There were Chicagoans Tuesday unaware that there was a hotly contested mayoral election, through infirmity or indifference.
Some knew of it, but only vaguely, and couldn’t give specifics, like who was running.
“I’ve heard it on TV, but didn’t catch the names,” said Raymond Tatela, 57, a heavily bearded man standing in front of the 7-Eleven at McLean and Damen. “I’ve heard the mayoral election is most important.”
Has he heard of Rahm Emanuel?
Others knew but don’t care — or cared so much about particular passions that voting became impossible for them.
With all the attention on the half of eligible Chicagoans expected to make it to the polls — a big turnout, by our standards, considering that last-year’s February elections barely drew a quarter of possible voters — I thought it might be worthwhile to tap the shoulders of the half that didn’t vote to ask them why.
“I just didn’t really pay attention,” said Trisha Underwood, a clerk at Hats Plus, 4706 W. Irving Park Rd.
Did she know who was running?
“No,” she said.
Not one? Not one candidate?
“Oh God . . . ” said Underwood, thinking. “I met Rahm Emanuel the other day. I saw him at Jewel. I shook his hand.”
Yet, she didn’t want to vote for him?
“No, I’m not very political,” said Underwood, 29, a Taft High School graduate.
“I don’t vote,” said Brandon Robinson, 26, an accounting student at Chicago State University waiting for lunch at the Soul Vegetarian Restaurant, 205 E. 75th St. “I wasn’t paying attention.”
“I don’t feel I’m informed,” said Brittany Pisano, 31, a barista taking her cigarette break in front of the Map Room at Armitage and Hoyne. “All the information I’m given doesn’t seem to tell me anything.”
Some had the will, but botched the process.
“I thought I was registered,” said a 33-year-old mother who didn’t want to use her name. “I feel awful for not being registered. The weeks slid past me.”
She also showed a fatalism characteristic among non-voters.
“All the funding is being cut no matter who you vote for,” she said, chasing after her 3-year-old daughter.
Bobbie Knox, who lives at 110th and Sangamon, would have voted, but she had an 8 a.m. flight at O’Hare, heading to Atlanta to visit their grandchildren, said her husband, Hosea Knox, adding he would “probably vote.”
“I know who’s going to win already,” said Knox, owner of Elmo’s Tombstone Service, 6023 S. State. “You know then who went to the White House? That’s who’s going to win.”
Some practical objections grew more complex and heated upon reflection.

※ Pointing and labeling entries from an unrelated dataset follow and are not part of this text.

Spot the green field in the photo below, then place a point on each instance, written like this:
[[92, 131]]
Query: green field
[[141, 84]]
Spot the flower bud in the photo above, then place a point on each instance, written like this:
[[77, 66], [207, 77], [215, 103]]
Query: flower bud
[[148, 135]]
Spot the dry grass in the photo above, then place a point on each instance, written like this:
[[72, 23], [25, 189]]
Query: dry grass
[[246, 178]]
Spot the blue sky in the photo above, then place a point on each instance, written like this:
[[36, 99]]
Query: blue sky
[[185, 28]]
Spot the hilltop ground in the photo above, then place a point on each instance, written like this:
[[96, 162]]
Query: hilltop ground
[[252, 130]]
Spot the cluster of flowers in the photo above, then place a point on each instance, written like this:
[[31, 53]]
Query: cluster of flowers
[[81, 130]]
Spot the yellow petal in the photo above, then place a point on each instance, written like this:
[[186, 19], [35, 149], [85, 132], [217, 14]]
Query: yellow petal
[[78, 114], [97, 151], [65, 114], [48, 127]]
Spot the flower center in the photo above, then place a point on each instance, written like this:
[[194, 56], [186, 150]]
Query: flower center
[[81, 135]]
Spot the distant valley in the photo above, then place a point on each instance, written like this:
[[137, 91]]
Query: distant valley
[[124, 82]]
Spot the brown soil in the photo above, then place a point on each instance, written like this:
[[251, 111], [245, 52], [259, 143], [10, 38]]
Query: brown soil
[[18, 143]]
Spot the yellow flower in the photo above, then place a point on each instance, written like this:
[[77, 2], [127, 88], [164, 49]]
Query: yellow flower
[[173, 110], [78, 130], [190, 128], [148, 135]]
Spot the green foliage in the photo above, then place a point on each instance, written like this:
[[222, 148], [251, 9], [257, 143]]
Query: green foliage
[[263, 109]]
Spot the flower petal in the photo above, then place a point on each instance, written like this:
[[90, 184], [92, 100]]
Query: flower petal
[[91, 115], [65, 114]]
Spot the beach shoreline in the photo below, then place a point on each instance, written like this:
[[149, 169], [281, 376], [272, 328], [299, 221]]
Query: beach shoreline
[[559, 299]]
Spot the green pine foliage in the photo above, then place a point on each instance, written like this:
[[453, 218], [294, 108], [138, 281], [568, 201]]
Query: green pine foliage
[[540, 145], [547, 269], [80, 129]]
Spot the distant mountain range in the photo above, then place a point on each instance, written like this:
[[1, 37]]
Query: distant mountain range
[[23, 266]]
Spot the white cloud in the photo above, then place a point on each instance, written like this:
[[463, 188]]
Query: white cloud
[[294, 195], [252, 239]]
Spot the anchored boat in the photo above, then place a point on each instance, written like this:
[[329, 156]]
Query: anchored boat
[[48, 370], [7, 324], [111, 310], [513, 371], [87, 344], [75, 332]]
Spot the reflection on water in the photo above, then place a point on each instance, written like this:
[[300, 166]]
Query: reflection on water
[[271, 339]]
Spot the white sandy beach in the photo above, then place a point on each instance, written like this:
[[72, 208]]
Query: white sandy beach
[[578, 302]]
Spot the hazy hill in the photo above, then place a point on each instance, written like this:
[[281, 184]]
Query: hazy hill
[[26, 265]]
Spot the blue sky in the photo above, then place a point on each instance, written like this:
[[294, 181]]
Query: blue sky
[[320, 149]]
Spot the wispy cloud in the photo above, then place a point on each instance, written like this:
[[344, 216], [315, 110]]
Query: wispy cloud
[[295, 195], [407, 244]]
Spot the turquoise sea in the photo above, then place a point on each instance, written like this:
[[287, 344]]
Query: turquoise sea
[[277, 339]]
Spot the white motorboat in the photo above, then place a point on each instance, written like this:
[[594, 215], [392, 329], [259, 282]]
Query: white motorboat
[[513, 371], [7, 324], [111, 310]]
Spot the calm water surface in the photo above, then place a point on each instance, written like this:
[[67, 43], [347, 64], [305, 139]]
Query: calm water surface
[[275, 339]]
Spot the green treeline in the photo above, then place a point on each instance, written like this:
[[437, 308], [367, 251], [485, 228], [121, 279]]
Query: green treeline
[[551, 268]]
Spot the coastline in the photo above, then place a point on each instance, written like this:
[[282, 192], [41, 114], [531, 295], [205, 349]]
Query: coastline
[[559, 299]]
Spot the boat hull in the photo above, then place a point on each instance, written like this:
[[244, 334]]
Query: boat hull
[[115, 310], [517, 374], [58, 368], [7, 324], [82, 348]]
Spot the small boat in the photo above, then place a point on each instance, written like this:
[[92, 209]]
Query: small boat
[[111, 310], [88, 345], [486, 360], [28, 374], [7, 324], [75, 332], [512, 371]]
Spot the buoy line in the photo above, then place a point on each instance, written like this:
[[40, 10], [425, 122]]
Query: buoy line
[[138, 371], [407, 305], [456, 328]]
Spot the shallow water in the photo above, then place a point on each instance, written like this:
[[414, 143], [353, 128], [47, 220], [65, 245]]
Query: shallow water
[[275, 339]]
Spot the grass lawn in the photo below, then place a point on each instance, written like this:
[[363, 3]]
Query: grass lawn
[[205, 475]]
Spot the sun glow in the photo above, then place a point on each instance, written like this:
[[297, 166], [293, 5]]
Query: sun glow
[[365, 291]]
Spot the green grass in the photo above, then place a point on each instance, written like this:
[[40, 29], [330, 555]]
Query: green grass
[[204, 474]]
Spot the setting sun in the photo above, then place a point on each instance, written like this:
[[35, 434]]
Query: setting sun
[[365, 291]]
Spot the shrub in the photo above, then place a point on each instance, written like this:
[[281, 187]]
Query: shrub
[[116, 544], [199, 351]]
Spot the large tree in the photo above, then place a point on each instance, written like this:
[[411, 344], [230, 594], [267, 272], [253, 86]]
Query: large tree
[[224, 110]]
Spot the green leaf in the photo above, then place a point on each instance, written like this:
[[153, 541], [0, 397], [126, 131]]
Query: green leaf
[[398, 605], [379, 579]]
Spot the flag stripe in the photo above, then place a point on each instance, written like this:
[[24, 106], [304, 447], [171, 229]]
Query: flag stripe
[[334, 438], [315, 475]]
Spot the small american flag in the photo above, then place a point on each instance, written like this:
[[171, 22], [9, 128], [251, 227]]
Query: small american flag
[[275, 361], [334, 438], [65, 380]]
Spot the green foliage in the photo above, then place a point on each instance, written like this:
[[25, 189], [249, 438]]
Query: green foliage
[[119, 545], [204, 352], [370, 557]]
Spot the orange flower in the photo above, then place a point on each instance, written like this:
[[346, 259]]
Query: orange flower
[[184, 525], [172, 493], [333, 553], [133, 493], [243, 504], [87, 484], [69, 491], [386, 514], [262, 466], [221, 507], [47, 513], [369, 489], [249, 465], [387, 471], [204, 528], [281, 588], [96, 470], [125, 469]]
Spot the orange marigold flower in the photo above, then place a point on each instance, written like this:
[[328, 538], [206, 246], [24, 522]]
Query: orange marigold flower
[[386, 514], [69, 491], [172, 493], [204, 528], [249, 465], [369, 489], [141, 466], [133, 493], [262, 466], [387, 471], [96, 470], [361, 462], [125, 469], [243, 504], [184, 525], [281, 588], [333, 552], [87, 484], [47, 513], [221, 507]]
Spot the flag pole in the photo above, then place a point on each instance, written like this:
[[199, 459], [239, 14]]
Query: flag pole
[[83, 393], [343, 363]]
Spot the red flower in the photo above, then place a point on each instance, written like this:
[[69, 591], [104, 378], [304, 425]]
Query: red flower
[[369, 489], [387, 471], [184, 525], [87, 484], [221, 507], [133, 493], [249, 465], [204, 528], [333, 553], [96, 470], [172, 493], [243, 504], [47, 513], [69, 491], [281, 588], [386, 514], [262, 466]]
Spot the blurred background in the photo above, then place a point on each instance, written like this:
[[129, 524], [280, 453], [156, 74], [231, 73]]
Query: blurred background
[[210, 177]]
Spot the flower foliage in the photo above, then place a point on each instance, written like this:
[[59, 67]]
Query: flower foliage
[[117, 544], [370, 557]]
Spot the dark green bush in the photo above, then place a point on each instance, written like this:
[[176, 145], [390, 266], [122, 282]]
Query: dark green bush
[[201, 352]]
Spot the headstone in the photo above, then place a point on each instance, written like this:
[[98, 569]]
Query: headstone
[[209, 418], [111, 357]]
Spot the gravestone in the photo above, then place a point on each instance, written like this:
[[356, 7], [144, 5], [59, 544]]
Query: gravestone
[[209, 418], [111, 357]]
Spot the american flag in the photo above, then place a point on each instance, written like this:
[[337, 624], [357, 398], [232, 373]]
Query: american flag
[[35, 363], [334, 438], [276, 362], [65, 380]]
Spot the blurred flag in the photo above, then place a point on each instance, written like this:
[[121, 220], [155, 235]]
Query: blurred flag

“I gotta watch the shop,” said Wing Kwan, owner of Suntek Business Solutions, 754 W. 35th St., a small storefront cluttered with broken electronics.
“To be honest, I don’t really care who is the mayor,” added the 29-year-old. “They are all the same. People behind them make the decisions.” He shook his head.
“They give you promises, they give you hope, and it’s all lies.”
Again and again I was told that shadowy forces make voting meaningless.
“I don’t vote because I feel, as an American citizen, there is a conspiracy between politicians, banks and the Federal Reserve system,” said Aalim Mohammad, a trainer at the Chicago Boxing Club, 3508 S. Halsted, over the thrum of speed bags being punched at the gym. “I don’t vote because of special interest groups and lobbyists.”
The 52-year-old said powerful interests conspire when picking candidates like Emanuel.
“They’re all the same — that’s why Obama sent him — Obama didn’t have a choice. They told him to send him.”
Across the street, at the Bridgeport Tattoo Company, 3527 S. Halsted, owner David Siemers said he just isn’t the voting sort.
“I just never have been a big voter,” he said.
Doesn’t that perspective merely turn over the important decisions to others?
“They can vote for me. In the big sea of millions of votes, my little opinion doesn’t matter.”
The 39-year-old father of three is covered with his trade, tattooed to his wrists, over his neck, a “21” — his nickname — by his right eye, a “312” and a shamrock by his left.
Siemers said if he did vote, it would be for Emanuel and Ald. James Balcer (11th) “and both of them are going to win anyway.”